Étude de Zevachim 32b

Étude de la Guémara 32b

Guémara
En ce qui concerne également le fait de poser les mains sur la tête d’une offrande, il est écrit: « Devant le Seigneur ». La Guemara répond que c'est possible, dans le cas où il insère ses mains dans la cour du Temple et les place sur la tête de l'offrande alors qu'il reste à l'extérieur. La Guemara demande: Mais en ce qui concerne l'abattage également, cela est possible, dans le cas où il fabrique un long couteau et abat l'animal alors qu'il se tient à l'extérieur de la cour du Temple.
סְמִיכָה נָמֵי כְּתִיב: ״לִפְנֵי ה׳״! אֶפְשָׁר דִּמְעַיֵּיל יְדֵיהּ וְסָמֵיךְ. שְׁחִיטָה נָמֵי אֶפְשָׁר דְּעָבֵיד סַכִּין אֲרוּכָּה וְשָׁחֵיט!

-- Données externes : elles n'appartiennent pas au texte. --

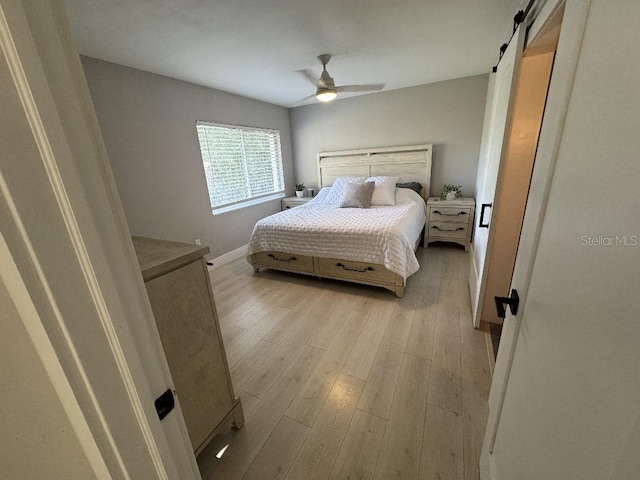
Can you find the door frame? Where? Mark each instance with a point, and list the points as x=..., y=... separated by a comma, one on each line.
x=574, y=18
x=71, y=251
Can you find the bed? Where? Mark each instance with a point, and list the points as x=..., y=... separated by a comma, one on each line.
x=372, y=246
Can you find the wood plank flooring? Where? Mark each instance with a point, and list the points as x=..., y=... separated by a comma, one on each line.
x=341, y=381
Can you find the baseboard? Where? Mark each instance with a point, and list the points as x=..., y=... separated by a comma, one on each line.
x=229, y=257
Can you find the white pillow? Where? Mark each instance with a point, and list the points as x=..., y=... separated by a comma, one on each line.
x=335, y=194
x=385, y=191
x=357, y=195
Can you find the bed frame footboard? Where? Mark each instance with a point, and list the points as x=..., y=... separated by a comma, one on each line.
x=336, y=269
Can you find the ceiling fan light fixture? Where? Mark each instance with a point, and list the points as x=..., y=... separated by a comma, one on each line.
x=326, y=94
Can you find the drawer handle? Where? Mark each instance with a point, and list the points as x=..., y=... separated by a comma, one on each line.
x=449, y=214
x=282, y=259
x=447, y=230
x=366, y=269
x=482, y=224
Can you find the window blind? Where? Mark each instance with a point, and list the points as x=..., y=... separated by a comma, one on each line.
x=242, y=165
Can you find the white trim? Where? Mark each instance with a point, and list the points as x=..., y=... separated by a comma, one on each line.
x=13, y=282
x=229, y=257
x=45, y=70
x=57, y=185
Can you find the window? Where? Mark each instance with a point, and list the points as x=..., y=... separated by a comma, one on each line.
x=242, y=165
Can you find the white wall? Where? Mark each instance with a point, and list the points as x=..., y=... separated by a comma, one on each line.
x=448, y=114
x=148, y=123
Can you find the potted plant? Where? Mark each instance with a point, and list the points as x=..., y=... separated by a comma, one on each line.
x=451, y=192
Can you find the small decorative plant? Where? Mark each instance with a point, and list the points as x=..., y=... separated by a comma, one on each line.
x=451, y=192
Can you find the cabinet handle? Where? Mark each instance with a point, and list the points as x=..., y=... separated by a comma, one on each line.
x=366, y=269
x=481, y=224
x=447, y=230
x=513, y=301
x=449, y=214
x=281, y=259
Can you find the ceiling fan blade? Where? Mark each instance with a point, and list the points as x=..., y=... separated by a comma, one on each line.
x=374, y=87
x=300, y=102
x=309, y=76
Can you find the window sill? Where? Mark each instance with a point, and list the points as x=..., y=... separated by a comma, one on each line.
x=245, y=204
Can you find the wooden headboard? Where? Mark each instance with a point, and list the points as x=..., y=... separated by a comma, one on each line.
x=410, y=163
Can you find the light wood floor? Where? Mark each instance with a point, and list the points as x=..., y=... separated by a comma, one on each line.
x=340, y=381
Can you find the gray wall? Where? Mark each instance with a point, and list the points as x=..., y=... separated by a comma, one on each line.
x=448, y=114
x=148, y=124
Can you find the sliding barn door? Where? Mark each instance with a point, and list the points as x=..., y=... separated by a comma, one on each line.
x=498, y=113
x=568, y=390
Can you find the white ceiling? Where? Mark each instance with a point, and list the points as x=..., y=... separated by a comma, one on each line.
x=254, y=47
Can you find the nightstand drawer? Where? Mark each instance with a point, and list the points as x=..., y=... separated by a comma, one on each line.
x=449, y=214
x=448, y=230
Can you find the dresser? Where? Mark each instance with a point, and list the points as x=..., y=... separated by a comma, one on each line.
x=450, y=221
x=291, y=202
x=177, y=282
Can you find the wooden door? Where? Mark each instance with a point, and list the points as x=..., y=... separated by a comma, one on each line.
x=500, y=102
x=564, y=399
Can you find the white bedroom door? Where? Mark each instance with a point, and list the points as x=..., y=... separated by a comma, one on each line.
x=564, y=398
x=498, y=113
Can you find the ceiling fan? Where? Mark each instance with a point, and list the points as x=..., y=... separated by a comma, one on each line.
x=326, y=89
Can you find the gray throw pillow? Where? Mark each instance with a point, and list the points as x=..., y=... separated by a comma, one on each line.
x=357, y=195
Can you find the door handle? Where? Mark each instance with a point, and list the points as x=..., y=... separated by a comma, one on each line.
x=513, y=301
x=481, y=224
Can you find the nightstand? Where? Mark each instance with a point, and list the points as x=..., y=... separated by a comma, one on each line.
x=450, y=221
x=291, y=202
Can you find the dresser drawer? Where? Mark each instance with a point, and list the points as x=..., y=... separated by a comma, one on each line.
x=285, y=260
x=366, y=271
x=449, y=214
x=448, y=230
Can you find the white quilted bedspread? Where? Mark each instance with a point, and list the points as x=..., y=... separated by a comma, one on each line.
x=381, y=234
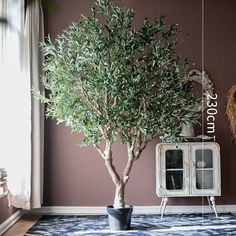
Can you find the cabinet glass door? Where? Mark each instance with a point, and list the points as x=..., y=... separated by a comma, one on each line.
x=204, y=169
x=174, y=169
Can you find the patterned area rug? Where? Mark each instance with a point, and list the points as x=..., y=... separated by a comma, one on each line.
x=171, y=225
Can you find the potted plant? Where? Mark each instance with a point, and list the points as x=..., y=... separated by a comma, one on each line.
x=106, y=79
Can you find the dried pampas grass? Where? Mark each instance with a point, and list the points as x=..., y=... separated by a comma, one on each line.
x=231, y=109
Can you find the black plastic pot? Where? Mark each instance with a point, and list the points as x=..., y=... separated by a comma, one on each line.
x=119, y=219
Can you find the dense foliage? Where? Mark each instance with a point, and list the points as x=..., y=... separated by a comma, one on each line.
x=106, y=78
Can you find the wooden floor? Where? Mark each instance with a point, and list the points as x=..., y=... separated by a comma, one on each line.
x=21, y=226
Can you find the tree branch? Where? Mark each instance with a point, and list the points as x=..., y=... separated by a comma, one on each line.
x=110, y=167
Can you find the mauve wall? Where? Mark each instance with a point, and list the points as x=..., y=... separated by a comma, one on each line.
x=77, y=176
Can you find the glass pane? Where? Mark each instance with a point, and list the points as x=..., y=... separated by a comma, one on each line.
x=204, y=179
x=174, y=180
x=174, y=159
x=204, y=158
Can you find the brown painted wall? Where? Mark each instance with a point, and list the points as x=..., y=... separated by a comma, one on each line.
x=77, y=176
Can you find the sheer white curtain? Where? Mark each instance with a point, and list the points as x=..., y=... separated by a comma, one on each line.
x=20, y=150
x=32, y=63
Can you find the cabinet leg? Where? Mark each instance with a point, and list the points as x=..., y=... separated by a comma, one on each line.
x=209, y=202
x=212, y=199
x=164, y=201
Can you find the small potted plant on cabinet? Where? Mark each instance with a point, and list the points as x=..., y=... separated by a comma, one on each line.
x=106, y=79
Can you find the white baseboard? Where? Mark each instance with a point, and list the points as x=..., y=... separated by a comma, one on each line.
x=99, y=210
x=11, y=221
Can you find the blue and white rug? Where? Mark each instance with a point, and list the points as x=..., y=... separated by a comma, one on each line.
x=171, y=225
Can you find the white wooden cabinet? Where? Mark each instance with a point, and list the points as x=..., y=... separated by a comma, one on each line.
x=188, y=169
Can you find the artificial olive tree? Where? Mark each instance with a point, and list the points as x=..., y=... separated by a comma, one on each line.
x=106, y=79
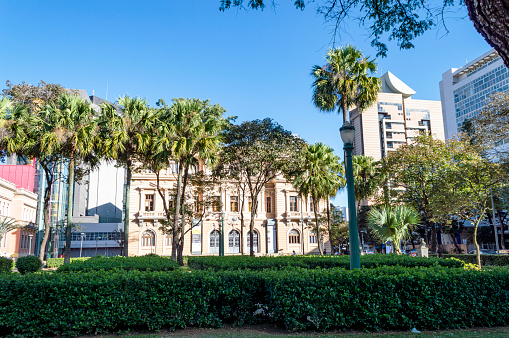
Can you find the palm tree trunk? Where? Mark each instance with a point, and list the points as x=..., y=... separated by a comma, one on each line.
x=46, y=209
x=125, y=249
x=318, y=237
x=68, y=228
x=177, y=213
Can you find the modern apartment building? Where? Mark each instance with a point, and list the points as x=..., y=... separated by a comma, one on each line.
x=281, y=223
x=464, y=91
x=395, y=119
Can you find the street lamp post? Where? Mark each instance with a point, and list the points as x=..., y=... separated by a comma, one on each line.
x=81, y=246
x=347, y=135
x=221, y=236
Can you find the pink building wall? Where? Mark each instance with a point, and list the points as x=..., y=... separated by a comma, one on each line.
x=23, y=176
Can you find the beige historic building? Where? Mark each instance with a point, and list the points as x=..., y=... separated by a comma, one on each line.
x=281, y=224
x=20, y=204
x=395, y=119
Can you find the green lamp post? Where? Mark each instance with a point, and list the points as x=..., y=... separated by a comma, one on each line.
x=348, y=135
x=221, y=236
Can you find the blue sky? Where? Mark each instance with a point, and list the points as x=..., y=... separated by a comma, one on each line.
x=255, y=64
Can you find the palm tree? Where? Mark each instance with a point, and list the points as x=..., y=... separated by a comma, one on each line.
x=187, y=130
x=8, y=224
x=393, y=223
x=126, y=136
x=345, y=81
x=73, y=134
x=320, y=177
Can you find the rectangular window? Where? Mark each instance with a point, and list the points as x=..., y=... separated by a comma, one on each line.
x=293, y=203
x=234, y=203
x=149, y=202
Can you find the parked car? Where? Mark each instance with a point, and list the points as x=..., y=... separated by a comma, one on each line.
x=483, y=252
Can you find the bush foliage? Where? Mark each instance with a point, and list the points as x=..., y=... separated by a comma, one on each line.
x=6, y=264
x=312, y=262
x=385, y=298
x=28, y=264
x=140, y=263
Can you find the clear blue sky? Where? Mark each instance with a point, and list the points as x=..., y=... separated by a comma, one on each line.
x=255, y=64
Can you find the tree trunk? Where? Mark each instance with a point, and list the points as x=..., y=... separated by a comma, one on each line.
x=46, y=209
x=68, y=228
x=176, y=241
x=125, y=249
x=491, y=20
x=315, y=204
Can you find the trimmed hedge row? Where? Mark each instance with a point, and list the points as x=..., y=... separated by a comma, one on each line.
x=312, y=262
x=140, y=263
x=58, y=262
x=385, y=298
x=494, y=260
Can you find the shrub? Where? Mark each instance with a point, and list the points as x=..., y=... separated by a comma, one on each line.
x=312, y=262
x=28, y=264
x=140, y=263
x=57, y=262
x=384, y=298
x=6, y=264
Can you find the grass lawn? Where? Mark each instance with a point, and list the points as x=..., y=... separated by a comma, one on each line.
x=252, y=331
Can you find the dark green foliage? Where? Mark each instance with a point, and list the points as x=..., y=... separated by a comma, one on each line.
x=140, y=263
x=494, y=260
x=312, y=262
x=383, y=298
x=28, y=264
x=57, y=262
x=6, y=264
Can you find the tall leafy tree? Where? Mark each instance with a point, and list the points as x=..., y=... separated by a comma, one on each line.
x=25, y=131
x=392, y=223
x=405, y=21
x=258, y=151
x=188, y=131
x=344, y=81
x=126, y=136
x=73, y=134
x=320, y=177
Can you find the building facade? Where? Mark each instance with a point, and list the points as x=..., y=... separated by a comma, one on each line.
x=395, y=119
x=21, y=205
x=464, y=91
x=281, y=223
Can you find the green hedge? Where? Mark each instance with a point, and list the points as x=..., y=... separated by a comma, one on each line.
x=312, y=262
x=57, y=262
x=6, y=264
x=494, y=260
x=140, y=263
x=386, y=298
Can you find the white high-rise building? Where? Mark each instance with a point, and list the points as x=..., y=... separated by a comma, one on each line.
x=464, y=91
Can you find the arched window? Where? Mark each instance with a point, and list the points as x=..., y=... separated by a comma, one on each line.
x=255, y=241
x=214, y=242
x=234, y=242
x=148, y=238
x=294, y=237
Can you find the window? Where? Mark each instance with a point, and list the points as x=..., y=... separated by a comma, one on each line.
x=214, y=242
x=234, y=203
x=293, y=203
x=149, y=202
x=148, y=239
x=255, y=241
x=294, y=237
x=216, y=203
x=312, y=238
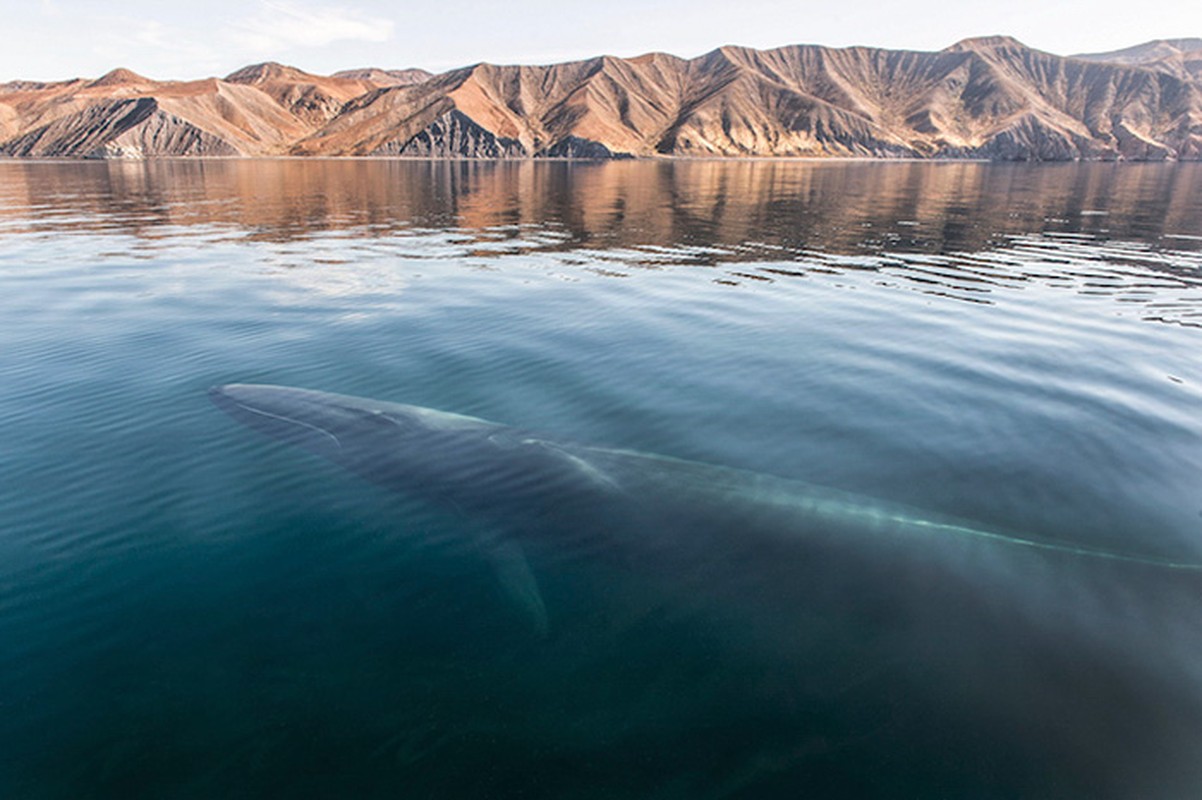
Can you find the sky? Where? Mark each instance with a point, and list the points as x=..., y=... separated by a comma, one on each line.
x=48, y=40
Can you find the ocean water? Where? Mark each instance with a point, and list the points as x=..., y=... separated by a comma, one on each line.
x=190, y=609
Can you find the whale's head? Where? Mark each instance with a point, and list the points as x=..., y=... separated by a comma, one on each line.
x=448, y=457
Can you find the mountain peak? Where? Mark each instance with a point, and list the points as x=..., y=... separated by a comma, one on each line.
x=977, y=43
x=265, y=71
x=120, y=77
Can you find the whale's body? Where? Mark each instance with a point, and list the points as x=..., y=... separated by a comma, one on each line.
x=1010, y=658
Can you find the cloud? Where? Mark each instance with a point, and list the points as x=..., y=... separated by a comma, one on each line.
x=279, y=24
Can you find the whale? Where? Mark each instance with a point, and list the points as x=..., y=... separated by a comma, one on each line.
x=976, y=656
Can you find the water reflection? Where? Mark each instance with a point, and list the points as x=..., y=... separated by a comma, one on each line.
x=958, y=230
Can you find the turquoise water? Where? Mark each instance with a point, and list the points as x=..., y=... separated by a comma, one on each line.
x=189, y=609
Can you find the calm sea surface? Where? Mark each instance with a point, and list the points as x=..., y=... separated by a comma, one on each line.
x=189, y=609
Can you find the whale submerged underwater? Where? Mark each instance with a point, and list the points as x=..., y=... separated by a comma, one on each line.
x=982, y=663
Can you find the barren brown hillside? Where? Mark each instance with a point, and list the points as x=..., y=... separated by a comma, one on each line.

La Guemara répond: D'après quelle opinion est-ce? Cela est conforme à l'opinion de Shimon HaTimni, qui soutient que celui qui égorge une offrande doit se tenir à l'intérieur de la cour du Temple. C’est comme cela est enseigné dans une baraïta, que lorsque le verset déclare: « Et il égorgera le taureau devant l’Éternel » (Lévitique 1: 5), il enseigne que le taureau doit être à l’intérieur de la cour du Temple, mais que l’égorgeur n’a pas besoin d’être « devant l’Éternel ». Il peut donc se tenir à l'extérieur de la cour du Temple et égorger l'offrande qui s'y trouve. Shimon HaTimni dit: D'où vient-il que les mains de l'abatteur doivent être plus loin à l'intérieur de la cour du Temple que l'animal abattu? Le verset déclare: « Et il égorgera le taureau devant l’Éternel », ce qui enseigne que celui qui tue le taureau doit être devant l’Éternel.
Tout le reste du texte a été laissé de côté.